On Thursday, GLAAD has confirmed that it has removed the 20th Century Fox film from its nominees for Outstanding Film — Wide Release. The news comes ahead of a news event scheduled for Friday morning in Park City, Utah, site of the Sundance Film Festival, where the media watchdog group will reveal the entire roster of nominees.
In a statement sent to The Hollywood Reporter, GLAAD called it a “difficult decision” to remove the film. “This week’s story in The Atlantic documenting unspeakable harms endured by young men and teenage boys brought to light a reality that cannot be ignored or even tacitly rewarded,” continued the statement. “Singer’s response to The Atlantic story wrongfully used ‘homophobia’ to deflect from sexual assault allegations and GLAAD urges the media and the industry at large to not gloss over the fact that survivors of sexual assault should be put first. The team that worked so hard on Bohemian Rhapsody as well as the legacy of Freddy Mercury deserve so much more than to be tainted in this way.”

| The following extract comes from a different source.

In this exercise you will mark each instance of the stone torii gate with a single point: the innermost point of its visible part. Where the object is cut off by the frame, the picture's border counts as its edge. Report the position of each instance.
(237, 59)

Singer did not direct the entire production of Bohemian Rhapsody, exiting after reported clashes with producers followed by claims that he was leaving his duties to care for his mother who was ill. He was replaced by Dexter Fletcher. Still, the film has gone on to awards season acclaim, picking up Oscar nominations for best picture, best performance by an actor in a leading role (Rami Malek), film editing (John Ottman), sound editing (John Warhurst, Nina Hartstone), and sound mixing (Paul Massey, Tim Cavagin and John Casali). These came after a Golden Globe win for best picture — drama. Bohemian Rhapsody would’ve been a clear frontrunner for a GLAAD Media Award.
The news of GLAAD’s decision came on the same day that THR reported that Singer will continue on with another directing project, Red Sonja for Millennium Films, something the organization nodded to in its statement. “Other films that involve Singer now or in the future should take note of the backlash to The Atlantic story and other previous allegations. The industry cannot let those who perpetuate harms against anyone – especially vulnerable young people – go unnoticed or unchecked any longer,” reads the statement.
The GLAAD Media Awards honor media for fair, accurate, and inclusive representations of LGBTQ people and issues that accelerate acceptance.
THR has reached out to a representative for Singer.